A vast majority of sexual assault cases never result in police complaints and fewer still are prosecuted in court.

So the fact that prosecutors are seeking charges against three men and a 17-year-old in the rape of 19-year-old LSU student Madison Brooks suggests that investigators probably built an unusually strong case against them, an attorney and advocate for sexual assault survivors says.

Survivors face huge challenges — questioning of their motives, among others, and inaction by authorities — in reporting an assault and participating in an investigation, Morgan Lamandre, director of local outreach group STAR, said at the Baton Rouge Press Club meeting Monday.

Even then, arrests are rare.

"So when people say 'she's not here to report that,'" Lamandre said, referring to Brooks, "there must, in my mind, be pretty significant evidence for that investigation to result the way it did."
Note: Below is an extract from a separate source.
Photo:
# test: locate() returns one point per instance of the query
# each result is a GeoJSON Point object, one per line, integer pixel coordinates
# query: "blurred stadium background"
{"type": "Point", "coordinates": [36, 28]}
Brooks had been drinking at popular Tigerland hangout Reggie's one night in mid-January before she left the bar with the 17-year-old and three men, sheriff’s deputies wrote in an affidavit. The arrest documents say the group pulled over after leaving the bar and the 17-year-old, who has not been identified because of his age, and 18-year-old Kaivon Washington took turns raping her in the back of the car.
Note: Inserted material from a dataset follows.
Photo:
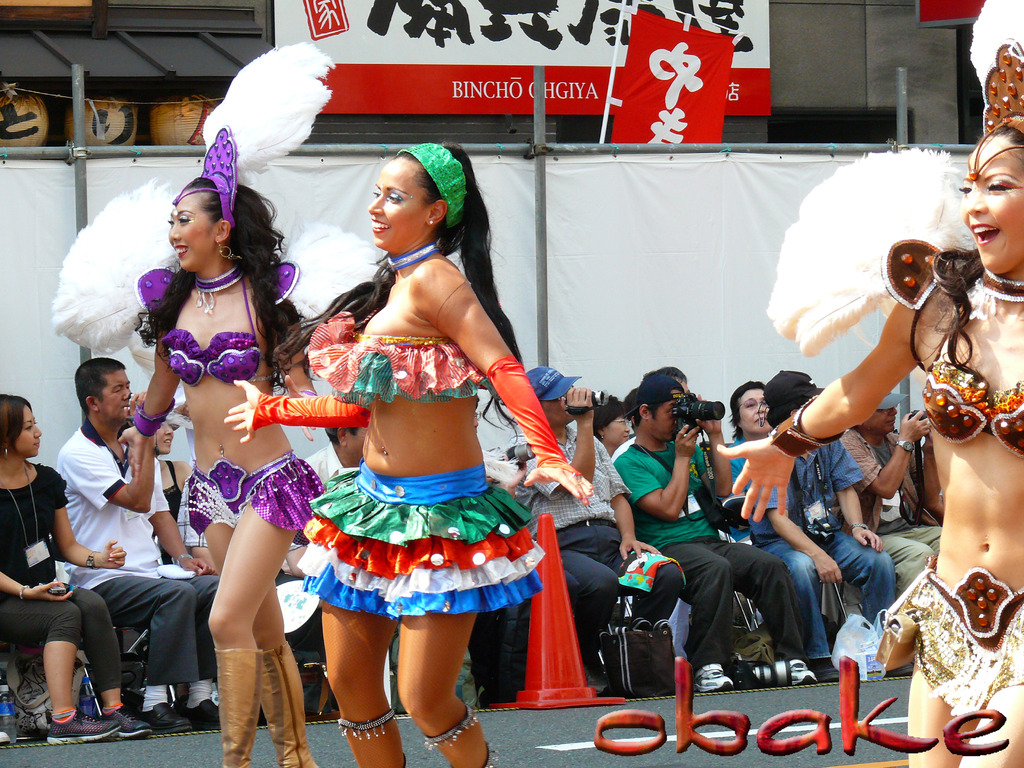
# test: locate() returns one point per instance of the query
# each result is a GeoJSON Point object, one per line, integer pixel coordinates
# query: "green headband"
{"type": "Point", "coordinates": [446, 173]}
Attorneys for the men and the 17-year-old have described the acts as consensual and say they have video evidence that proves it, though they have not released the footage.

Later, Brooks could not say where she lived and the four males dropped her off in a subdivision, arrest documents say. She was struck by a vehicle on Burbank Drive around 2:50 a.m.
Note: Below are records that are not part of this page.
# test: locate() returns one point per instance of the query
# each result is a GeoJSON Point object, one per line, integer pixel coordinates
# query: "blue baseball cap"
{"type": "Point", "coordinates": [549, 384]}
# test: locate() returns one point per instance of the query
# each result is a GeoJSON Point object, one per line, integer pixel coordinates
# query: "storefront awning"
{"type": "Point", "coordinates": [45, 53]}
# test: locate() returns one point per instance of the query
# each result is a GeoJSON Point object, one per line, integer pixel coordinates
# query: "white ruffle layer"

The case has since drawn national and international headlines and roiled LSU's campus. Students criticized the administration's handling of Brooks' rape and death, saying it highlighted years-long patterns of inaction by university officials.

Yet the case has drawn more of a response from the criminal justice system than most sexual assaults, according to data from the organization RAINN, a national group that advocates against sexual violence and runs a hotline for survivors. Of every 1,000 sexual assaults, only 50 yield arrests, according to data compiled by the organization.

Lamandre — whose organization, Sexual Trauma Awareness and Response, offers court representation and other resources to sexual assault survivors across 15 Louisiana parishes — added that even cases where a survivor submits a complaint don't often yield prosecutions.

So "there must have been something pretty significant for there to be a decision to charge individuals when there was no reporting by a victim," she said.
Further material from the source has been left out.